Roger Federer and Rafael Nadal will renew their rivalry in the Italian Open final Sunday — exactly a week before the French Open starts.
In Saturday's semifinals at the Foro Italico, Federer held off a stiff challenge from rising Frenchman Benoit Paire 7-6 (5), 6-4, and six-time Rome champion Nadal defeated sixth-seeded Tomas Berdych 6-2, 6-4 — a day after Berdych rallied to beat top-ranked Novak Djokovic.
It will mark Nadal's eighth consecutive final since his return earlier this year from a seven-month layoff due to a left knee injury. As for Federer, who recently returned from a seven-week break from the circuit, it will be his first final of the year.
"It's nice to have these revival moments for both of us," Federer said. "I'm sure we're both looking forward to it. I clearly am. I hope it's the same for him."
In the women's event, top-ranked Serena Williams moved within one victory of winning her fourth consecutive title this year. She'll face third-seeded Victoria Azarenka in the final.
Williams overcame an early break of her serve to ease past Romanian qualifier Simona Halep 6-3, 6-0 and extend her career-best winning run to 23 matches. Azarenka kept her concentration through two rain delays to beat seventh-seeded Sara Errani 6-0, 7-5.
Williams is coming off consecutive titles in Miami; Charleston, South Carolina; and Madrid last week.

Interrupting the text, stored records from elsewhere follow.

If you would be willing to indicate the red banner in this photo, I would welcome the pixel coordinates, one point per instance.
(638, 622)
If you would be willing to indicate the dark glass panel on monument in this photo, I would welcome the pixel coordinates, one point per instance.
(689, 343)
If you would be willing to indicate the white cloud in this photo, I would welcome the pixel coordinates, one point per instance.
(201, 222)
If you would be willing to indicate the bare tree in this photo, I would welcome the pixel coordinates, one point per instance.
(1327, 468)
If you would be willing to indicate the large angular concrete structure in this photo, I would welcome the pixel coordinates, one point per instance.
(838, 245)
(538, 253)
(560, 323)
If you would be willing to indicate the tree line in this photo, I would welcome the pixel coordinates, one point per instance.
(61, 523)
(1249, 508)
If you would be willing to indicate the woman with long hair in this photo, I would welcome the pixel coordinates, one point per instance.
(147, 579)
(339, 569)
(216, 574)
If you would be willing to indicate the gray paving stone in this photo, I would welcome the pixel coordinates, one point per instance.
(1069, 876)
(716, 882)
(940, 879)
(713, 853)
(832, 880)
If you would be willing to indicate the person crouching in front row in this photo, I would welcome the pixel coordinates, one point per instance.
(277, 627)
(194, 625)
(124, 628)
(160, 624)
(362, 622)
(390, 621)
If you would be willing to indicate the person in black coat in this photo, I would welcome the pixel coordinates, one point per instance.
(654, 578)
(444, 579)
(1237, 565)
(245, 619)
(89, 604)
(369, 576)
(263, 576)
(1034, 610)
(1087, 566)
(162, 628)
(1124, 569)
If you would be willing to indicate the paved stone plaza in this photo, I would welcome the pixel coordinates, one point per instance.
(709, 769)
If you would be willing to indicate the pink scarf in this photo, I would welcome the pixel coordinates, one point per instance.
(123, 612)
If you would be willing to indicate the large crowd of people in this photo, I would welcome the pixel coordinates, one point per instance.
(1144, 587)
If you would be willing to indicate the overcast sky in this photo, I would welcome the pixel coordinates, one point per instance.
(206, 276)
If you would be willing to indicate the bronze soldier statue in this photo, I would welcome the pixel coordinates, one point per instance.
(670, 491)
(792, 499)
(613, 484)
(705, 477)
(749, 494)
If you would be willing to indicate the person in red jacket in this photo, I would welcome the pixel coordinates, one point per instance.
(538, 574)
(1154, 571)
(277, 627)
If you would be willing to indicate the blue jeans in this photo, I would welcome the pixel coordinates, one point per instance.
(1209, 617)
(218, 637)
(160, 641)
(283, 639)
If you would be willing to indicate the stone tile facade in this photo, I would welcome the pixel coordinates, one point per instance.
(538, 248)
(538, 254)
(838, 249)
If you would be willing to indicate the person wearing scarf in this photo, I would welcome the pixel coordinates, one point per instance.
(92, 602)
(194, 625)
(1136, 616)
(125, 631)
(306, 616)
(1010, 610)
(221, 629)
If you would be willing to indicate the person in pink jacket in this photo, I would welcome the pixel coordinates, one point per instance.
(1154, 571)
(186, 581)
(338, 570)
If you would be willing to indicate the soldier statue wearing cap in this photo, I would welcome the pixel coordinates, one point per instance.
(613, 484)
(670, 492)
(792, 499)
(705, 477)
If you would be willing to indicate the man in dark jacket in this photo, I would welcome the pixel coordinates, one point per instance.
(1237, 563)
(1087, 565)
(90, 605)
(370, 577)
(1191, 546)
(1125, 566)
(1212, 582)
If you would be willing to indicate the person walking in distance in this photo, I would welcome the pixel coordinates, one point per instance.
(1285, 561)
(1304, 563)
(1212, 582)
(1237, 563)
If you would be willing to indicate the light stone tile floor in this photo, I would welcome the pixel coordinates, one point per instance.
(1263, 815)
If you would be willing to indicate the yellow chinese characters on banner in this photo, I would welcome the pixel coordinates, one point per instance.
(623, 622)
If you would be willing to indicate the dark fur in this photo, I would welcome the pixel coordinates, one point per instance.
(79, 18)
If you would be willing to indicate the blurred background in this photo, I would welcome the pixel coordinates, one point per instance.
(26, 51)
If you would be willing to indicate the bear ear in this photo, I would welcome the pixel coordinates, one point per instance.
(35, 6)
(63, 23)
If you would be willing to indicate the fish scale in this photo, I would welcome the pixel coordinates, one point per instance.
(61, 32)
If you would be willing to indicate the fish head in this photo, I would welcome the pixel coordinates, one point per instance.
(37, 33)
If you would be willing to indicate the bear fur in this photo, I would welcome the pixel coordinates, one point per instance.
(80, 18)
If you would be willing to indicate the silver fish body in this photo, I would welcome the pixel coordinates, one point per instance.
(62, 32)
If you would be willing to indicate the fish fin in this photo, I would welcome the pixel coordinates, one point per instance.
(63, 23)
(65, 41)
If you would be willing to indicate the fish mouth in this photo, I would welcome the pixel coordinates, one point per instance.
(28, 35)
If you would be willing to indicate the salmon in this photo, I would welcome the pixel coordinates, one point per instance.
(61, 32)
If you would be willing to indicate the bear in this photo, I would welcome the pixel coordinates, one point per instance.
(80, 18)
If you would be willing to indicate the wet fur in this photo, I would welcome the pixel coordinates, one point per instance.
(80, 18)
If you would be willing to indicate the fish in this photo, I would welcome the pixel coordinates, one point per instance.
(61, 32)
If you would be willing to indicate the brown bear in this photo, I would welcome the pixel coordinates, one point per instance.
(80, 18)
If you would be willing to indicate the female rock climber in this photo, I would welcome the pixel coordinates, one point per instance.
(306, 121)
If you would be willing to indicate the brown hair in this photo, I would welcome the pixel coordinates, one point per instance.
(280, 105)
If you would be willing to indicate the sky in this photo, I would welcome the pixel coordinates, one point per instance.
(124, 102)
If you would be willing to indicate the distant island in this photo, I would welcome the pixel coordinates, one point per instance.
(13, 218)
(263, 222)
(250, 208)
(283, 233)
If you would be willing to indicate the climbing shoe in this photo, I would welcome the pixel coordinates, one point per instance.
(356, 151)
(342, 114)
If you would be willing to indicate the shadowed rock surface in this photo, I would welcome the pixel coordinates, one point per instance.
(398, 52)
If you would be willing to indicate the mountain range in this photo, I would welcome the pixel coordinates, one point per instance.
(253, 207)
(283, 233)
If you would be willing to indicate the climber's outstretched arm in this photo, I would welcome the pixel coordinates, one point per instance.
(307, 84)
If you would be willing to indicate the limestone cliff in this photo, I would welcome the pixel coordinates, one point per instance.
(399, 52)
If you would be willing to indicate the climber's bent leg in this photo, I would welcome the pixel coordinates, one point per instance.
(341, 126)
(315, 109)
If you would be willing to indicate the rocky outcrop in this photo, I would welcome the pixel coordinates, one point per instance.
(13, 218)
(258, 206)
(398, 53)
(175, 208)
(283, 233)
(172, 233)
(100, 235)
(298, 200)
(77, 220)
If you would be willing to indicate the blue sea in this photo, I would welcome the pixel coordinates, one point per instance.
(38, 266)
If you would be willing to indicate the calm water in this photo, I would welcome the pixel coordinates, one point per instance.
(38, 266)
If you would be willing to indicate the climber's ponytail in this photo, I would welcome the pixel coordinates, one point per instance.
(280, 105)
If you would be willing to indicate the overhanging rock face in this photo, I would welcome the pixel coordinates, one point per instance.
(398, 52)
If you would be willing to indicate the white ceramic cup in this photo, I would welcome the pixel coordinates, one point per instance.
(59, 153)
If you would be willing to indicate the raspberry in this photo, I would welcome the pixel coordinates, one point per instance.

'It's nice to have these revival moments for both of us. I'm sure we're both looking forward to it. I clearly am. I hope it's the same for him.'—Roger Federer
The men's final will mark the 30th meeting between Federer and Nadal and it will be a rematch of the 2006 Rome final that Nadal won in a fifth-set tiebreaker. These days, Masters series' finals are best-of-three sets.
"We're still similar tennis players but a lot of time has gone by," Federer said. "But I think we still enjoy tennis as much as back then, maybe even more."
The 17-time Grand Slam winner recounted how the 2006 final made him believe he could compete with Nadal even on clay.
"I thought, 'If I can hang with him in Rome for 5 hours on clay, which is supposed to be his best surface, I can do it anywhere,"' Federer said.
Nadal holds a 19-10 edge head to head against Federer but they have split their last four meetings.
"We are here in 2013 and he is No. (3) in the world and I am No. 5 after not playing months and we are still playing good and I hope that this is not going to be the last time," Nadal said of the rivalry.
Federer overcame a break of his serve midway through the first set against the 36th-ranked Paire, who was playing his first Masters series semifinal. The set was decided by just a few points in the tiebreaker, which Federer closed out with an overhead smash.
Federer then went ahead with an early break in the second set and stayed in front from there.
"He's got a really good first serve, moves well, also makes you feel somewhat uncomfortable — he's got many assets," Federer said. "Clearly the tiebreaker could have gone either way. ... It was a tough match. I'm happy to come out in straight sets."
Nadal broke in the opening game of his match and immediately took control.
After being pushed to three sets in his previous two matches, against Latvian qualifier Ernests Gulbis and fourth-seeded David Ferrer, Nadal appeared back in his comfort zone against Berdych.
"The first set was fantastic," Nadal said. "I think I played one of the best matches since I'm back."
Serena seeks 24th straight win
Williams' only title at this clay-court event came in 2002, when she beat Justine Henin in the final. That was also the year she won her only French Open title. Last year in Paris, Williams lost in the opening round of a major for the first time, falling to 111th-ranked Virginie Razzano of France.
"I love the clay. I haven't had many wins at Roland Garros but I do love it. I love to slide," Williams said. "My goal is just to win a match there this year."
Williams had twice won 21 matches in a row before, although both of those runs came more than a decade ago, in 2002 and the beginning of 2003.
Martina Navratilova established the longest women's win run in the Open Era at 74 matches in 1984.
At 31, Williams is back at the top of her game after missing 11 months in 2010 and 2011 with a right foot injury and a pulmonary embolism.
The 64th-ranked Halep entered with an impressive run herself, having beaten former top-10 player Daniela Hantuchova to qualify and then ousting 2009 French Open champion Svetlana Kuznetsova in the first round. That was followed with wins over fourth-seeded Agnieszka Radwanksa, 13th-seeded Roberta Vinci and two-time Rome winner Jelena Jankovic.
Halep broke to take a 2-1 lead in the first set, but Williams broke right back and cruised from there as she gained the measure of her opponent and began to win the longer rallies.
Williams went directly to the practice court after winning.
"I was unhappy with some things today," she said. "I want to do well here as well as (in Paris)."
It's Azarenka's first final since beating Williams for the title in February at Doha, Qatar. That followed her Australian Open victory. Since then, Azarenka has been slowed by right ankle and left foot injuries.